Have We Reached AGI? A Practical Reality Check
Everyone's talking about AGI, but the models we have today still can't reason about the physical world or remember your last conversation. Here's what they're actually good at, where they fail, and why that's okay.
May 25, 2026 · 4 min read · SuperThinking team
No, AGI is not here. Not even close.
The term is being tortured to mean "a very impressive language model," but that's not the definition. Artificial General Intelligence means a machine that can learn and perform any intellectual task a human can—from writing a sonnet to diagnosing a weird noise in your car to figuring out how to unclog a sink.
Today's models can write the sonnet. They can even guess at the car noise if you describe it well. But they have no idea what a sink is, what water is, or why a physical clog is a problem. They are disembodied brains in a jar, and the jar is the internet.
Let's get real about what these tools are, and what they aren't.
Masters of the Matrix
Inside their digital world, the capabilities of models like GPT-4o or Claude 3 are staggering. They are incredible tools for manipulating and synthesizing information that already exists in a textual or pixel-based form.
You can throw a 500-page PDF of dense financial regulations at it and ask for a summary of compliance risks for a specific industry. It will do it in 30 seconds. A human would need days. This is a superpower.
You can also use it as a brilliant coding partner. It's not going to invent a new programming language, but it can scaffold an entire web application for you.
# Prompt: Write a simple Python script using Flask
# that has one endpoint '/hello' which returns a JSON object
# with the message 'Hello, World!'.
from flask import Flask, jsonify
app = Flask(__name__)
@app.route('/hello')
def hello():
return jsonify({'message': 'Hello, World!'})
if __name__ == '__main__':
app.run(debug=True)It spits that out instantly. It writes tests, it explains code, it converts data formats, it translates between languages. This is an enormous productivity boost. For any task that involves rearranging symbols—code, text, numbers—these models are phenomenal.
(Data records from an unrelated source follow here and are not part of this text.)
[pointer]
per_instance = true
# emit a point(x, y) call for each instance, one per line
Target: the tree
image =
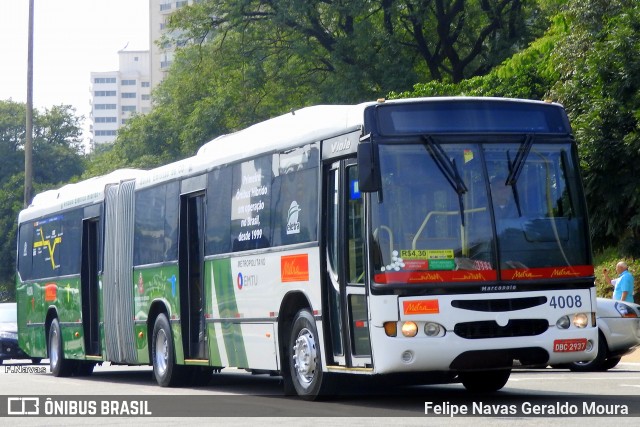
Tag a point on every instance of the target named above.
point(599, 64)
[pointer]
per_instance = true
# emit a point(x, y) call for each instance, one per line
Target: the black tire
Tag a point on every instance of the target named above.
point(60, 367)
point(595, 364)
point(303, 357)
point(199, 376)
point(84, 369)
point(485, 381)
point(610, 363)
point(163, 355)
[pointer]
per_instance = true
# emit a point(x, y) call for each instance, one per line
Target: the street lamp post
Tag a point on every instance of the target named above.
point(28, 145)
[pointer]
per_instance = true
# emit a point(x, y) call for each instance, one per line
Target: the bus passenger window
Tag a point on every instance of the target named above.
point(354, 229)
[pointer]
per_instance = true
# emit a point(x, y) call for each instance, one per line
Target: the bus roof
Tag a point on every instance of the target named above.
point(297, 127)
point(77, 194)
point(294, 128)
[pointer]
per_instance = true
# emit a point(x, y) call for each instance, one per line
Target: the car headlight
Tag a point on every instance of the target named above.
point(9, 335)
point(625, 310)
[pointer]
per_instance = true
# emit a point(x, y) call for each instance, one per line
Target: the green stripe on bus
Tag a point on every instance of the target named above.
point(228, 308)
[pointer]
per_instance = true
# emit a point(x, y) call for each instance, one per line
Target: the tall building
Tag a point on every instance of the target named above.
point(161, 56)
point(117, 95)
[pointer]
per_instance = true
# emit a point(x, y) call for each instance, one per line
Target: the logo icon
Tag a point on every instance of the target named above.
point(293, 225)
point(23, 406)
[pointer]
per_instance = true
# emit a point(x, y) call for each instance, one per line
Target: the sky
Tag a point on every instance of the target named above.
point(72, 38)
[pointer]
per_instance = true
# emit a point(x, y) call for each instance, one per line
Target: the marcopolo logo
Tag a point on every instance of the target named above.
point(246, 280)
point(293, 225)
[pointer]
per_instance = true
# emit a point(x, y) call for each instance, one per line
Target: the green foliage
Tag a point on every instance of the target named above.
point(608, 258)
point(599, 65)
point(529, 74)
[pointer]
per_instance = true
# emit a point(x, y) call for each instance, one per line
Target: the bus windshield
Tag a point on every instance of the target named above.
point(478, 210)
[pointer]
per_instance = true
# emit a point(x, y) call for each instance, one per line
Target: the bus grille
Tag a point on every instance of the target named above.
point(490, 329)
point(497, 305)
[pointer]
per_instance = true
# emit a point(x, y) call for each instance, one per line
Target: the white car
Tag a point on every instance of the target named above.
point(619, 326)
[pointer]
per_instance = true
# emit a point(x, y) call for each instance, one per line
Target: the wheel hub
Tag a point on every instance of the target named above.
point(305, 357)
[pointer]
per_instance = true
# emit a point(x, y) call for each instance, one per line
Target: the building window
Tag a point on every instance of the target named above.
point(104, 93)
point(105, 106)
point(101, 80)
point(105, 120)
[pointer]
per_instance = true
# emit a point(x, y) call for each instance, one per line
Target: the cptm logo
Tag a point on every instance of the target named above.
point(244, 281)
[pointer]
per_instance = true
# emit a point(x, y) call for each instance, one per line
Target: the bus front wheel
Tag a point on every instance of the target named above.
point(165, 369)
point(485, 381)
point(305, 365)
point(60, 367)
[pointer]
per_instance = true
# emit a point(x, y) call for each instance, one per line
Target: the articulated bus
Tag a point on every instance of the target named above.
point(434, 239)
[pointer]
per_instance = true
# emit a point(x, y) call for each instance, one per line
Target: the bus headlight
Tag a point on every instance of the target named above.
point(409, 329)
point(432, 329)
point(580, 320)
point(563, 322)
point(391, 329)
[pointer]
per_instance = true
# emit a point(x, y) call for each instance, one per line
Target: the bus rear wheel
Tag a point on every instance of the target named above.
point(60, 367)
point(165, 369)
point(305, 363)
point(485, 381)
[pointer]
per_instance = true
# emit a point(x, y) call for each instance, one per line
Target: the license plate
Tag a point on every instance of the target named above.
point(563, 346)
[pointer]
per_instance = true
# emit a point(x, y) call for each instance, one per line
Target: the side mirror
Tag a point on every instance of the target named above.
point(368, 170)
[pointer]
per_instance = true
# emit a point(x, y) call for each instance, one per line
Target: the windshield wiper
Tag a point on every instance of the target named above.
point(448, 168)
point(516, 167)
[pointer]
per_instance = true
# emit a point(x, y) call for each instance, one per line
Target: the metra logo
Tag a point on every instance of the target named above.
point(294, 268)
point(563, 272)
point(293, 225)
point(245, 281)
point(421, 307)
point(524, 274)
point(471, 276)
point(340, 146)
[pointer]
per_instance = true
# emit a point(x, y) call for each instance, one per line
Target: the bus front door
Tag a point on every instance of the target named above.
point(345, 300)
point(89, 286)
point(191, 259)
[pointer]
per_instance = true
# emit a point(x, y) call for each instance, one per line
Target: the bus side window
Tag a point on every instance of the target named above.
point(355, 218)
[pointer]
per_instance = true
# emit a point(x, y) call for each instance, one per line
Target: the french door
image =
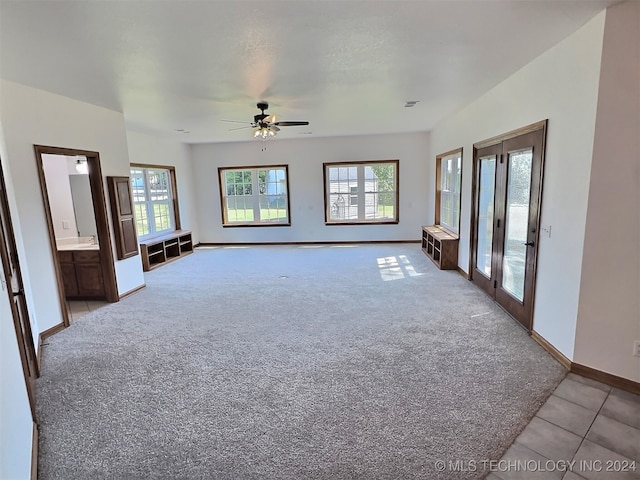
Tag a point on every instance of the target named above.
point(15, 290)
point(507, 194)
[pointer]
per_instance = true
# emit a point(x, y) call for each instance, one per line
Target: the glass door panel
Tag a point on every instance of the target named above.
point(516, 222)
point(485, 214)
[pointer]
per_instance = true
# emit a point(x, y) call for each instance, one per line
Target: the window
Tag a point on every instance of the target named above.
point(254, 196)
point(448, 186)
point(361, 192)
point(153, 200)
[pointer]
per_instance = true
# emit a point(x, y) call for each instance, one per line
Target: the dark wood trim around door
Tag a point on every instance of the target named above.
point(489, 276)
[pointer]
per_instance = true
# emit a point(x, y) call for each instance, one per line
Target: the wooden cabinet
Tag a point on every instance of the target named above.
point(161, 250)
point(440, 246)
point(82, 274)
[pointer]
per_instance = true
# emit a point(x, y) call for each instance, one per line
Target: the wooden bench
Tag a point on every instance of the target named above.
point(163, 249)
point(441, 246)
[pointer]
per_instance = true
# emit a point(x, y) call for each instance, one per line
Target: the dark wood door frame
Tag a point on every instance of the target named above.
point(96, 183)
point(17, 300)
point(491, 145)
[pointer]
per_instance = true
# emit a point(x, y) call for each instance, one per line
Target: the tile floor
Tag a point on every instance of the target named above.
point(585, 431)
point(78, 308)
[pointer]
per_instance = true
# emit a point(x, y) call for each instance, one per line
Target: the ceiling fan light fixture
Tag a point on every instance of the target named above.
point(264, 133)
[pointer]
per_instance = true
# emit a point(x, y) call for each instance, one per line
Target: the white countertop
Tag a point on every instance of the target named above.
point(78, 246)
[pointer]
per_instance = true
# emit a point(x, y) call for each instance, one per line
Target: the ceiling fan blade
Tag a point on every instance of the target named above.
point(290, 124)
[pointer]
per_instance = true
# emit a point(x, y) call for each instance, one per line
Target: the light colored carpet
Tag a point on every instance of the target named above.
point(284, 362)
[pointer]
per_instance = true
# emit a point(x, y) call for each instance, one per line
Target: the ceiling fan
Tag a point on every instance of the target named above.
point(266, 125)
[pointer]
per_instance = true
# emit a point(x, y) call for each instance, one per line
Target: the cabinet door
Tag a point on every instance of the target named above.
point(90, 281)
point(123, 220)
point(69, 279)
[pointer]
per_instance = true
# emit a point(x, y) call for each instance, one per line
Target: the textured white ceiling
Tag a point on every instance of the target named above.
point(345, 66)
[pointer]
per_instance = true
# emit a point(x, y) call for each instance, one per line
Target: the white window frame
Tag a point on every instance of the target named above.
point(346, 181)
point(448, 190)
point(260, 197)
point(148, 205)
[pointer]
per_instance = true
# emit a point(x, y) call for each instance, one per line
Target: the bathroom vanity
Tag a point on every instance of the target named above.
point(81, 271)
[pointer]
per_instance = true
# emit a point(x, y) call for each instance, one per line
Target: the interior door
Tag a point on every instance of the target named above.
point(507, 192)
point(15, 290)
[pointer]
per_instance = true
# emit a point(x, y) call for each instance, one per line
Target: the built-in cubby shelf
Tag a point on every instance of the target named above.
point(166, 248)
point(441, 246)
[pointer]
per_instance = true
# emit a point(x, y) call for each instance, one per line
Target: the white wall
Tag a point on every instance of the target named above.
point(304, 158)
point(609, 310)
point(60, 198)
point(16, 426)
point(150, 150)
point(34, 117)
point(561, 85)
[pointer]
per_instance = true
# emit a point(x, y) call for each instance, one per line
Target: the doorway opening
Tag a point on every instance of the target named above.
point(79, 231)
point(507, 195)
They are, in essence, a universal interface for unstructured data. They turn messy human language into structured output and back again. That's the magic trick, and it's a really, really good one.
The Ghost in the Machine Has No Hands
The hype train derails when the model is asked to reason about anything outside its text-in, text-out universe. The gaps aren't just small issues to be patched; they're fundamental architectural limitations.
First, there's the physical world. An AI has never picked up a glass of water. It doesn't know that if you drop it, it will spill. It can tell you it will spill, because it's read millions of sentences where those words appear together, but it has no intuitive model of physics, gravity, or object permanence.
A toddler learns more about causality by knocking over a stack of blocks than an LLM does by reading the entire internet. This lack of grounding is a hard ceiling on intelligence. You can't be "generally intelligent" if you don't understand the physical reality we all inhabit.
Second, they lack genuine causal reasoning. Models are masters of correlation. They know what words are likely to follow other words. But they don't understand why one thing causes another. They can easily get tricked by classic logic problems where correlation is mistaken for causation. For example, they know that ice cream sales and shark attacks both rise in the summer, but they can be led to infer a causal link if you prompt them poorly.
Finally, there's no persistent self. Your conversation with a chatbot is stateless. It has a short-term memory (the context window), but it's not learning from your interaction in any permanent way. It doesn't remember you from yesterday. It has no long-term goals. It isn't building a continuous understanding of the world, or of itself.
Without these things—grounding, causality, and persistent memory—you don't have a mind. You have an incredibly sophisticated information processor.
Intelligence Augmentation, Not Artificial General Intelligence
So what are we building? We're building tools, not creatures.
Calling these models "AGI" is a category error. It’s like seeing a car that can go 1,000 mph and calling it a teleporter. It's an amazing car, but it's still operating under the known principles of a car. It hasn't fundamentally changed the paradigm.
These systems are calculators for language. They are a form of Intelligence Augmentation (IA), not AGI. They make us, the humans, smarter and faster. They are the ultimate intern: brilliant, lightning-fast, full of knowledge, but with zero common sense and a need for constant direction.
And that's fine. We should stop obsessing over the sci-fi fantasy of AGI and focus on the practical reality of what these tools can do for us right now. They can help scientists cure diseases, help developers build software faster, and help artists create things we've never seen before.
Forget AGI. The real revolution is using these powerful, weird, and deeply limited tools to do better work.